Kim, So Yeon; Kim, Jeong-Yub; Shin, Woon-Seob; Lee, Seok Joon; Chi, Sung-Gil; Lee, Ji-Yun; Park, Myung-Jin.
Afiliação
  • Kim SY; 1 Division of Radiation Cancer Research, Korea Institute of Radiological and Medical Sciences , Research Center for Radio-Senescence, Seoul, Korea.
  • Kim JY; 2 School of Life Sciences and Biotechnology, Korea University , Seoul, Korea.
  • Shin WS; 1 Division of Radiation Cancer Research, Korea Institute of Radiological and Medical Sciences , Research Center for Radio-Senescence, Seoul, Korea.

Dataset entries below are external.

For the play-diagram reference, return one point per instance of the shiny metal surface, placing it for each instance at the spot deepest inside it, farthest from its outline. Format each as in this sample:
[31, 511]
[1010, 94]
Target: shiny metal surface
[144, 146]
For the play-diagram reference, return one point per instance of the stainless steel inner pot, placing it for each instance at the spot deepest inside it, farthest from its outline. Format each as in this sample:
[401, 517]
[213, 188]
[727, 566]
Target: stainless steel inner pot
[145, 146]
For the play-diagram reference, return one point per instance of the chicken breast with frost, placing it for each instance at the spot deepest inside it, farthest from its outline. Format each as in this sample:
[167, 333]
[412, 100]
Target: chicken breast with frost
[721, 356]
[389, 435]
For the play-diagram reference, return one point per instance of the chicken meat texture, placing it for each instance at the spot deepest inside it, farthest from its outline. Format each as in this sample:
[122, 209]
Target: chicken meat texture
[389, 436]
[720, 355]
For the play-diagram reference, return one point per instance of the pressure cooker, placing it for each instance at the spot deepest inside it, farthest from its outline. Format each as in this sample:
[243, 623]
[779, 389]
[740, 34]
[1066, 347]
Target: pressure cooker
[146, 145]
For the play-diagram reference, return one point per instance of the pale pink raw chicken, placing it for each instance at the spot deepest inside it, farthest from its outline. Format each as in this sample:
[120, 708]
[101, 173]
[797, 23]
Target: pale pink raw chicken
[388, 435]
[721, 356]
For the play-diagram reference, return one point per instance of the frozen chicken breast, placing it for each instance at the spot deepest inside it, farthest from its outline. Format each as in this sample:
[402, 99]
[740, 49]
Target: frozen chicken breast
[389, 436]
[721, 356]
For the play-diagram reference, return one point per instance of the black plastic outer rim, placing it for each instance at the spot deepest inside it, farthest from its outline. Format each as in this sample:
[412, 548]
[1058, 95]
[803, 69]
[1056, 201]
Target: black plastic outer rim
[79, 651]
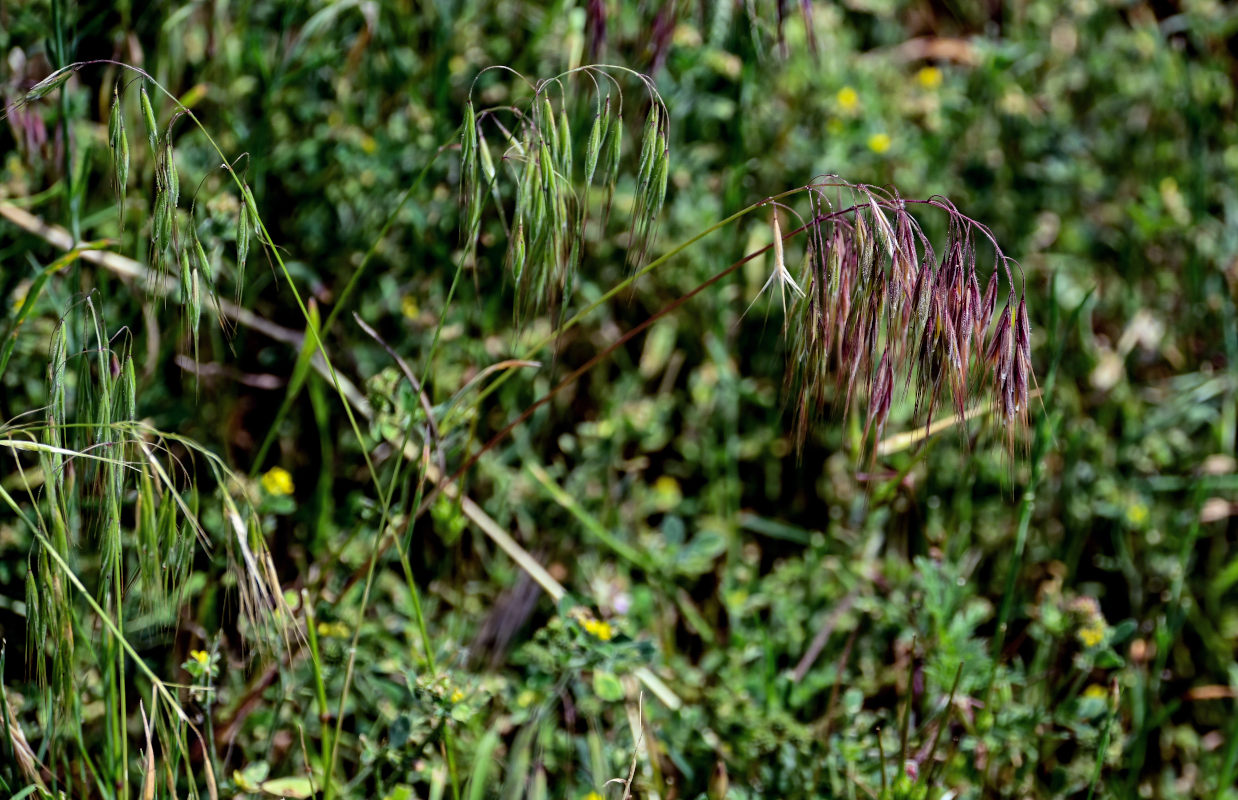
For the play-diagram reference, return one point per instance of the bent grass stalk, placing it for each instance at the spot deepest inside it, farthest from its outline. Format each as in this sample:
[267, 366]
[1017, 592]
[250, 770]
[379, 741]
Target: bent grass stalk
[945, 300]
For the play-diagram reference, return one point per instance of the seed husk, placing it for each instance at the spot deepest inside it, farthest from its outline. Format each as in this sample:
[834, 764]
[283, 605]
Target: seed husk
[149, 118]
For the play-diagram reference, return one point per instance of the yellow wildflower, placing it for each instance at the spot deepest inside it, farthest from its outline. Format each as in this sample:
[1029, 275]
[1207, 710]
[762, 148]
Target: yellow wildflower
[848, 99]
[277, 481]
[1137, 514]
[667, 493]
[929, 77]
[333, 629]
[409, 307]
[1092, 633]
[599, 629]
[19, 297]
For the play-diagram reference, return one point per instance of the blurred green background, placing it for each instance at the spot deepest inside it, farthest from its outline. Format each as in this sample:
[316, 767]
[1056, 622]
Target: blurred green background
[799, 606]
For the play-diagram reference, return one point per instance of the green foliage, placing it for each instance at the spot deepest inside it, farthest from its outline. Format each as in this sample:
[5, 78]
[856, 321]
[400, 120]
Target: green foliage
[562, 498]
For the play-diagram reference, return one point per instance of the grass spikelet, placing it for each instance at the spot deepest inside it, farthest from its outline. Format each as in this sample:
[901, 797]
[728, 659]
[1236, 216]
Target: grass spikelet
[118, 140]
[243, 228]
[48, 84]
[149, 118]
[171, 178]
[593, 144]
[565, 150]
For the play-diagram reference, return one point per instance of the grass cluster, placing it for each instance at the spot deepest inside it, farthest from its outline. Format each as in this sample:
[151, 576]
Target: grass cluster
[381, 422]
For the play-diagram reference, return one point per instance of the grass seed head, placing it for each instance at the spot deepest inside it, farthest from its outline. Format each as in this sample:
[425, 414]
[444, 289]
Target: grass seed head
[149, 118]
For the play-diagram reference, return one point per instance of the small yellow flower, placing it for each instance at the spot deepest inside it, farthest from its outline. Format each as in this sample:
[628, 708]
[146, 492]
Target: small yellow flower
[409, 307]
[277, 481]
[667, 493]
[599, 629]
[333, 630]
[879, 143]
[1092, 633]
[1137, 514]
[929, 77]
[1096, 692]
[848, 99]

  • Lee SJ; 3 Department of Pathology, College of Medicine, Korea University , Seoul, Korea.
  • Chi SG; 4 Department of Microbiology, Catholic Kwandong University College of Medicine , Gangneung, Korea.

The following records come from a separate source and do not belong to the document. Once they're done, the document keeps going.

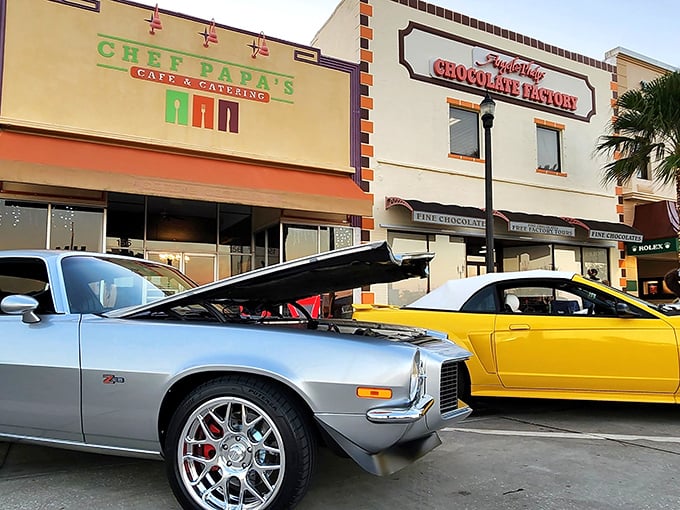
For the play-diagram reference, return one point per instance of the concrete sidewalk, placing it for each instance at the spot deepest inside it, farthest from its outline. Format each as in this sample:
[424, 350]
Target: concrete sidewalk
[519, 455]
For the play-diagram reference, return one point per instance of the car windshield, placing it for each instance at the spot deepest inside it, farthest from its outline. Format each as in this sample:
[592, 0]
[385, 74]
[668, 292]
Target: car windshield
[665, 308]
[100, 284]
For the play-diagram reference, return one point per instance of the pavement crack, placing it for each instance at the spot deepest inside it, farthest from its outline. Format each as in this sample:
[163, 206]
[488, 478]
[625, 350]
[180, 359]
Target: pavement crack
[622, 442]
[5, 455]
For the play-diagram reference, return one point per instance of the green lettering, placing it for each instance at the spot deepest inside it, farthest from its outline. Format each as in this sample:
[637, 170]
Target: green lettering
[246, 77]
[176, 107]
[288, 87]
[175, 61]
[206, 69]
[263, 83]
[103, 51]
[154, 59]
[225, 75]
[130, 54]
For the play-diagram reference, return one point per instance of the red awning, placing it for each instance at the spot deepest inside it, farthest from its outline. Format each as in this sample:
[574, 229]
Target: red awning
[657, 220]
[37, 159]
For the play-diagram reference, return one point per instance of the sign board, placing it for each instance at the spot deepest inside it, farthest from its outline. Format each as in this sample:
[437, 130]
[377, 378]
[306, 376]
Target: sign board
[125, 72]
[451, 61]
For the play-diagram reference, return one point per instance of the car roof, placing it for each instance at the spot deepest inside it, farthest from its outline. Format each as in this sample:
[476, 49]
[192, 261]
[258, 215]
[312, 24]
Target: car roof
[453, 294]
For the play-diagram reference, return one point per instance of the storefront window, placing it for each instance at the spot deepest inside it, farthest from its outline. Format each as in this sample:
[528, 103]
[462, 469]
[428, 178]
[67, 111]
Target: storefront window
[332, 238]
[525, 258]
[125, 224]
[234, 254]
[548, 149]
[407, 291]
[449, 260]
[464, 132]
[568, 258]
[596, 258]
[178, 220]
[22, 225]
[267, 247]
[76, 228]
[300, 241]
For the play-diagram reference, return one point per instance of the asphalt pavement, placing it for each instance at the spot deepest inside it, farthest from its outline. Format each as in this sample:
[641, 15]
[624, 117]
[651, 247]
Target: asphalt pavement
[511, 454]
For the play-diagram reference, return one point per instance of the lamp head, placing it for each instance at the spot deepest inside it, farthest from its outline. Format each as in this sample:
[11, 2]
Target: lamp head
[487, 109]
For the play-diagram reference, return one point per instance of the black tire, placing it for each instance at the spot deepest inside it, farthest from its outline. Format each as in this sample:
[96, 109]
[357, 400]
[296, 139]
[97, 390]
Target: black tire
[224, 438]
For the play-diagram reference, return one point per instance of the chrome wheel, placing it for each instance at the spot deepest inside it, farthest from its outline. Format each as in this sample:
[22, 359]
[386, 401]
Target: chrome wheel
[230, 455]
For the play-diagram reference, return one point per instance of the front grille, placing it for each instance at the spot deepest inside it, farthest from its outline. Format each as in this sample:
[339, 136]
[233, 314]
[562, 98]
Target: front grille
[448, 387]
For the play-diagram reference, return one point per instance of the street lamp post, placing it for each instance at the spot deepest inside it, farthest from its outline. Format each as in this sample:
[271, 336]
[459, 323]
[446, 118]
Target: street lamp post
[487, 108]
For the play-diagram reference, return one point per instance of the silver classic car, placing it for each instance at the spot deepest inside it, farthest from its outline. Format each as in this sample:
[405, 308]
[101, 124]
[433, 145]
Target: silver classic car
[123, 356]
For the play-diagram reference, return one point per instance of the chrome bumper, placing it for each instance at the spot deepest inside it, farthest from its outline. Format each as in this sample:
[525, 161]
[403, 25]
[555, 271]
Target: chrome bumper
[401, 414]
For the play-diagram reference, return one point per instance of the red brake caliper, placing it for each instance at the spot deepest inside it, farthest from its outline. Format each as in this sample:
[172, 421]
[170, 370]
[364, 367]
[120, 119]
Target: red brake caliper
[208, 449]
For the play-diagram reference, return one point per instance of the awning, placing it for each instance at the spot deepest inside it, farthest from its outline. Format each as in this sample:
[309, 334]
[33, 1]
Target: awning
[473, 217]
[658, 220]
[537, 224]
[608, 231]
[37, 159]
[440, 214]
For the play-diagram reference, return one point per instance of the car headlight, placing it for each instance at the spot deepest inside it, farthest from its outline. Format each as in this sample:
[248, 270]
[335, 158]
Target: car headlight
[417, 382]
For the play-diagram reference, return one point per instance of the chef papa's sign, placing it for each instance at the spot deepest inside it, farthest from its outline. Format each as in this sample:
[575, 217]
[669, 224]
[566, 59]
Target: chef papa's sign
[446, 59]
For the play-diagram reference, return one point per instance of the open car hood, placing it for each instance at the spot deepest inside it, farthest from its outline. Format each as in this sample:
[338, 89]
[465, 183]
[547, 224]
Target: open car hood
[346, 268]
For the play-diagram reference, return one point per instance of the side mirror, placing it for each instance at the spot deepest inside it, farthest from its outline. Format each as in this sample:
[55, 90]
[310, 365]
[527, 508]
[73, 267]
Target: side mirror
[623, 310]
[18, 304]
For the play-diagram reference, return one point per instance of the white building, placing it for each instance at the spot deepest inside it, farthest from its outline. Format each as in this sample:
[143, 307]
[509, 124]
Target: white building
[424, 72]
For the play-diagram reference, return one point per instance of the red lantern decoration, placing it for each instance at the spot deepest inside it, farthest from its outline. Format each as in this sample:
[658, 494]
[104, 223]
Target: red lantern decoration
[155, 21]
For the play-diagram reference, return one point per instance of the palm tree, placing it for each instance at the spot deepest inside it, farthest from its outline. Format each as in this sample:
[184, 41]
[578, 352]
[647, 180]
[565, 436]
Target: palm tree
[646, 134]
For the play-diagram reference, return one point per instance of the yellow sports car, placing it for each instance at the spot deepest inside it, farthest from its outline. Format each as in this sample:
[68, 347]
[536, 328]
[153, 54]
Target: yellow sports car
[550, 334]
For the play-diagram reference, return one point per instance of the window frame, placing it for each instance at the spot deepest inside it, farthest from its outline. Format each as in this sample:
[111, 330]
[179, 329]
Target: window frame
[558, 148]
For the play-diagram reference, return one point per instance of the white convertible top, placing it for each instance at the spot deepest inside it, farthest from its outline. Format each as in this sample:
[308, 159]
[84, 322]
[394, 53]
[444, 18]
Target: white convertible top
[454, 293]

  • Lee JY; 5 Department of Pharmacology, Catholic Kwandong University College of Medicine , Gangneung, Korea.
  • Park MJ; 2 School of Life Sciences and Biotechnology, Korea University , Seoul, Korea.

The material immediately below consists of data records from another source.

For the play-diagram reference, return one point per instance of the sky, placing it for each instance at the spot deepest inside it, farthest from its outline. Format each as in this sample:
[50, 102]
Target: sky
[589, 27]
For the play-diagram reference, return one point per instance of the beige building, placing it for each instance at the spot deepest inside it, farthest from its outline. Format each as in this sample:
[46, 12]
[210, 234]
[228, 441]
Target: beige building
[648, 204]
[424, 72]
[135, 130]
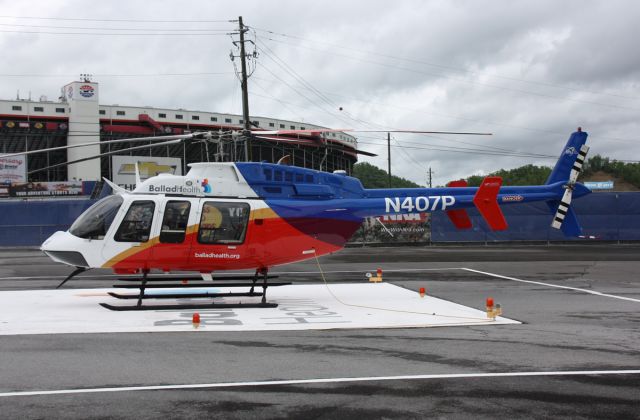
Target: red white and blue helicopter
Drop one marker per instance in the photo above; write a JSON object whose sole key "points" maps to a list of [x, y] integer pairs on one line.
{"points": [[238, 216]]}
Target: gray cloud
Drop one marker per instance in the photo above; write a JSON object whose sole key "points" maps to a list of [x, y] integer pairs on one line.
{"points": [[530, 72]]}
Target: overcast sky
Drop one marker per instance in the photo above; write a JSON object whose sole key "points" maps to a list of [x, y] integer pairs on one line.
{"points": [[529, 72]]}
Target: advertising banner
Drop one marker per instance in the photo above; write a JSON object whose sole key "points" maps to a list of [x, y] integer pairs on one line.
{"points": [[81, 91], [123, 168], [599, 185], [13, 169], [43, 189]]}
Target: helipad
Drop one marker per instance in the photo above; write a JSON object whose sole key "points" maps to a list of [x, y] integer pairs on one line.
{"points": [[301, 307]]}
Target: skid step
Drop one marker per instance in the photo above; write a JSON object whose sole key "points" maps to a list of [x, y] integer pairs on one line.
{"points": [[187, 306], [182, 295], [194, 277], [199, 284]]}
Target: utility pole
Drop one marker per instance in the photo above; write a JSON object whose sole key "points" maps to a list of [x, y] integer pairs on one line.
{"points": [[245, 92], [389, 157]]}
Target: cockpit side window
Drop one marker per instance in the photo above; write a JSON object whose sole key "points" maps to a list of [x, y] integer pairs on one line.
{"points": [[136, 225], [223, 223], [174, 223], [95, 222]]}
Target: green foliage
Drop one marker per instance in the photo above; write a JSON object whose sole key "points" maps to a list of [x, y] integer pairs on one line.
{"points": [[537, 175], [524, 175], [373, 177], [629, 172]]}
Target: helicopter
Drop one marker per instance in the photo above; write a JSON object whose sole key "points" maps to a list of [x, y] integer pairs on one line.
{"points": [[224, 216]]}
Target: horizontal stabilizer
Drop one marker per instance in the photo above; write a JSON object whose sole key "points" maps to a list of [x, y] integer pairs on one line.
{"points": [[486, 200]]}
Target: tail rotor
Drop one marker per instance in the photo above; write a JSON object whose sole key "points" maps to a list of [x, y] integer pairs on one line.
{"points": [[564, 213]]}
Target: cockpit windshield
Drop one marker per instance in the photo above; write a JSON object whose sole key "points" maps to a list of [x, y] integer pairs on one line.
{"points": [[94, 223]]}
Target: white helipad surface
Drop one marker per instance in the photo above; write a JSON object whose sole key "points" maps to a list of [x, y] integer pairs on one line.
{"points": [[301, 307]]}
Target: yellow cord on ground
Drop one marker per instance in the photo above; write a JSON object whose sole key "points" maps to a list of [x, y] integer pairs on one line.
{"points": [[480, 320]]}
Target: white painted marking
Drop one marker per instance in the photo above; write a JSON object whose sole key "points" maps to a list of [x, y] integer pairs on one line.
{"points": [[318, 381], [577, 289], [302, 307]]}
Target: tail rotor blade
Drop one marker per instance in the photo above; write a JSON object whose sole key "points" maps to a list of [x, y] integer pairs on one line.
{"points": [[563, 209]]}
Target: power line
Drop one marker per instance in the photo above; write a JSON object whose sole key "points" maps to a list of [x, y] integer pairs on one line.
{"points": [[117, 34], [119, 20], [120, 75], [117, 29], [445, 76], [470, 151], [459, 69]]}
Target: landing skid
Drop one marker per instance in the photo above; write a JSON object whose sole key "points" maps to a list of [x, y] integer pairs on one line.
{"points": [[157, 282], [183, 295], [188, 306]]}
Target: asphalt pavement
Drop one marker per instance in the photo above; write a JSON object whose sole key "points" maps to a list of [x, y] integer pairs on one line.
{"points": [[576, 353]]}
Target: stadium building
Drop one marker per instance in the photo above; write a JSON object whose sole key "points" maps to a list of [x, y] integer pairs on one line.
{"points": [[78, 117]]}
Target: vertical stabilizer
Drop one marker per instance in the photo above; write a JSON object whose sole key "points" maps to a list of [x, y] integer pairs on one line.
{"points": [[573, 153]]}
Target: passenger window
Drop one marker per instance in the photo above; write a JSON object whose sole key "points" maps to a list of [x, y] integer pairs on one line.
{"points": [[137, 223], [223, 223], [174, 222]]}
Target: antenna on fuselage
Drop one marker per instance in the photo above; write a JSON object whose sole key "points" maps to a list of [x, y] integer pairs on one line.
{"points": [[138, 181]]}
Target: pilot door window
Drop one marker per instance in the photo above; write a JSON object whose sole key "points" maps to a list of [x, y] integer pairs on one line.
{"points": [[137, 223], [174, 222], [223, 223]]}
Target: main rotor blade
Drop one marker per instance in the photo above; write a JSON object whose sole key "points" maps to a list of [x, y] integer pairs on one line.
{"points": [[145, 146], [422, 132], [317, 131], [360, 152], [129, 140]]}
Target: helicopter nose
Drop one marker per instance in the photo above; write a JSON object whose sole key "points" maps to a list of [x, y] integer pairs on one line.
{"points": [[59, 247]]}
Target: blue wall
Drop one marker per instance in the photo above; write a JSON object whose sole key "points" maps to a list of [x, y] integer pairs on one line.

J Med Food ; 21(5): 496-505, 2018 May.
Article em En | MEDLINE | ID: mdl-29648968
ABSTRACT
Cancer stem cells, a small subpopulation of cells with stem cell-like characteristics found within most solid tumors, are widely reported to be responsible for the malignancy of aggressive cancer cells, and targeting these cells presents a sound therapeutic strategy for reducing the risk of tumor relapse. In the present study, we examined the effects of an extract of Saccharina japonica (ESJ) on glioblastoma stem cells (GSCs). Saccharina japonica is a member of the Phaeophyceae (brown algae) family, which displays biological activities, including antitumor effects. ESJ inhibited the sphere-forming ability of GSCs in vitro as evidenced by neurosphere formation and limiting dilution assays. Treatment with ESJ partially induced apoptosis, reduced cell invasiveness, and sensitized GSCs to ionizing radiation. In addition, ESJ inhibited the maintenance of stemness in GSCs by suppressing the expression of epidermal growth factor receptor (EGFR)/EGFR variant III (EGFRvIII) and Notch intracellular domain. Intriguingly, the observed ESJ-induced suppression also appeared to induce the proteasomal degradation of EGFR/EGFRvIII. Our results indicate that ESJ could be considered a potent therapeutic adjuvant that targets GSCs.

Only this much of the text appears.